Let's say you have a website for finding and booking airfares, she continued. “VoC feedback is consistently suggesting you add the ability to apply for airline jobs through your site.” At that point, she said, you have to ask yourself whether these comments are coming from people who don't understand the purpose of your service — or is the need for an online job application site so much greater than the need for another booking site that the audience is turning to you as a desperate resort?
“In the case of the former, you need to look at your marketing, because you're clearly not reaching the market you need. In the other case, you might want to adapt your product to a niche that obviously needs filling.”
The Company Is Making a Pivot
The VoC may start to become misaligned if the company is making a pivot — that is, it is changing its services or it can no longer meet the needs of a group of customers due to a situation like a technology change, said Tom Eggemeier, president at Genesys. An example would be a tech company that has stopped supporting earlier versions of its software that a small and shrinking proportion of customers is still using. “The customer likely has its reasons and biases for wanting things their way,” he said. “The company does as well. The company’s next move is to listen — it must tread with care or risk losing the business.”
Your Customers May Be Embarrassed
One important point to keep in mind when doing any kind of marketing research is the potential for social desirability bias, said Vassilis Dalakas, professor of Marketing at Cal State University, San Marcos. “It is natural for all of us to want to be perceived in a positive way by others which, sometimes, may lead to giving answers/feedback on marketing research that may not reflect our true preferences or opinions, in an effort to look better.”
Examples might be customers saying they are concerned about the environment or healthy eating or limiting screen time for their children. “When the VoC seems to suggest very surprising or unexpected results — for example, 96 percent of parents tell the company they do not allow their kids to use smartphones or tablets for more than 30 minutes per week — it is wise to probe further regarding the validity of such results before implementing any major strategic decisions off such feedback,” said Dalakas.

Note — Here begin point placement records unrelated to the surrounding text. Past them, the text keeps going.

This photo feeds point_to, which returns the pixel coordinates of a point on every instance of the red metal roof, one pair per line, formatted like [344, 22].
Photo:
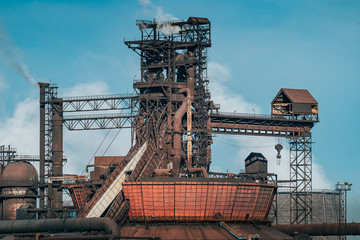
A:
[199, 231]
[198, 201]
[298, 95]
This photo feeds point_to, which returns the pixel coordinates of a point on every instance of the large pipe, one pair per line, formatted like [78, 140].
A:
[323, 229]
[43, 87]
[57, 151]
[177, 137]
[177, 150]
[60, 225]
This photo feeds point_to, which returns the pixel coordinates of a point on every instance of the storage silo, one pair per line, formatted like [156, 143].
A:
[18, 189]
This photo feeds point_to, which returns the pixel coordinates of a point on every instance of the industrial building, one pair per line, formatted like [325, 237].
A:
[163, 188]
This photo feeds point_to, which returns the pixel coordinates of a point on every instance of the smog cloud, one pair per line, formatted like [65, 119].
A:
[11, 55]
[160, 15]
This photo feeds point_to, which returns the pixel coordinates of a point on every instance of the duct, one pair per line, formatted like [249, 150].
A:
[323, 229]
[186, 104]
[61, 225]
[177, 136]
[190, 82]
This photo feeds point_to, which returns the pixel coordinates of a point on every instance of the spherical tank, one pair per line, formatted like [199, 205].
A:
[17, 179]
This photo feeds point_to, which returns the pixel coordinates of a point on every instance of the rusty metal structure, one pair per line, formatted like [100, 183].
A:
[172, 117]
[165, 176]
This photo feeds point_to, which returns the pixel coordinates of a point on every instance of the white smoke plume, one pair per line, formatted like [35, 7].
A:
[161, 16]
[11, 55]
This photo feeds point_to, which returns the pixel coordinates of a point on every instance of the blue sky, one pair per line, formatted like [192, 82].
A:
[258, 48]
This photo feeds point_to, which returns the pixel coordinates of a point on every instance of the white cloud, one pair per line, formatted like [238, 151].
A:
[222, 95]
[160, 15]
[86, 89]
[22, 129]
[22, 132]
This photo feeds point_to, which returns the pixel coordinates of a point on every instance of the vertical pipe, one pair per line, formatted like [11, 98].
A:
[43, 87]
[57, 150]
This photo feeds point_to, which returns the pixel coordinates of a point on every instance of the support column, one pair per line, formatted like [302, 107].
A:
[43, 87]
[301, 179]
[57, 151]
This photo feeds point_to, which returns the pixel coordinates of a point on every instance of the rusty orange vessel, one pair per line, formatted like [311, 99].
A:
[198, 200]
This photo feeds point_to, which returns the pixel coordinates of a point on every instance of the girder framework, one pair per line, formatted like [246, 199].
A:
[54, 110]
[298, 131]
[301, 179]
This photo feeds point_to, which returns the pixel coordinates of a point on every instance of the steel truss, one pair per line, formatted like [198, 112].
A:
[301, 179]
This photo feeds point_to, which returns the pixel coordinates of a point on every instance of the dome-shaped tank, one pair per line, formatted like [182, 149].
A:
[18, 179]
[19, 172]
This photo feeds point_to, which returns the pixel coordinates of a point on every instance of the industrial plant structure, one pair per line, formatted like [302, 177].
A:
[163, 187]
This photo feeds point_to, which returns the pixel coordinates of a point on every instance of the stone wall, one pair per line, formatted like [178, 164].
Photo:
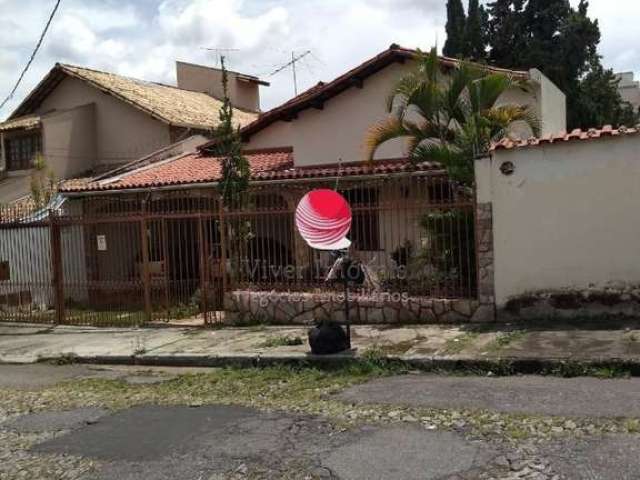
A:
[485, 256]
[612, 299]
[245, 307]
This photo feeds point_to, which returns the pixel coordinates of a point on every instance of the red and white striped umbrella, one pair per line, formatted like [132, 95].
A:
[323, 218]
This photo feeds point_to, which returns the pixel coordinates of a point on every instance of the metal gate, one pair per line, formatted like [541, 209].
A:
[121, 264]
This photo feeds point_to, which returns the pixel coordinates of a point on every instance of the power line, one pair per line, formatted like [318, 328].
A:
[33, 55]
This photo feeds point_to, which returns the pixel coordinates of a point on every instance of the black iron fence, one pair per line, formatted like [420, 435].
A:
[129, 259]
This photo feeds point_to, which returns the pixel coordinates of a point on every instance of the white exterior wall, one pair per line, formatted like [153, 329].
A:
[566, 218]
[338, 131]
[551, 105]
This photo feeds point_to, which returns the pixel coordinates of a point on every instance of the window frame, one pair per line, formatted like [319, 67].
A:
[21, 150]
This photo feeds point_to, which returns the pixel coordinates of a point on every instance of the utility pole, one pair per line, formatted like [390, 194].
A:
[294, 59]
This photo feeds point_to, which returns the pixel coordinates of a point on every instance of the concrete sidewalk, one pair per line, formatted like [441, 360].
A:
[603, 342]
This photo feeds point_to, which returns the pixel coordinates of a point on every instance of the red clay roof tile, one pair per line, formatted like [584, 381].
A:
[591, 134]
[266, 164]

You’re Interpreting the Results Incorrectly
The VoC is never wrong — but companies can definitely interpret what the consumers are saying incorrectly, said Pamela Danziger, founder of Unity Marketing. The VoC data collected via social media, for example, are but one touch point in understanding the consumers and what they are saying and how they are feeling about the brand/company, she said. “Raw data from social media data gathering needs to be checked against real consumers in a personal research setting. It calls for a deep dive into the mind of the consumers, not just collecting data and charting it as good/bad.”
“The term ‘voice of the customer’ is actually a somewhat dangerous term because a great deal of what we learn from customers is about observation and indirect questioning, where VoC often can be interpreted as asking ‘what do you want?’” said Heidi Wisbach, SVP of Business Innovation of FROM. “Smart and experienced researchers allow the customer to first tell them their story and talk the researcher through the way they go about things and then ask how the customer could envision a better way to address their needs.”
You’ve Asked a Bad Question
Often times it’s the question being asked — or how it is asked, said Chris Byrne, co-founder of Sensorpro. “When a question is misunderstood, the survey result is skewed for everyone, not just the individual answer. So it's worth spending some time thinking about how to ask the question. It can mean the difference between a poor outcome and a survey result you can rely on.”
Byrne said a poorly-designed question has one of two common traits. The question posed a false equivalence, essentially comparing things of vastly differing magnitudes. Or it offered a false dilemma — i.e., other options were available but were not presented.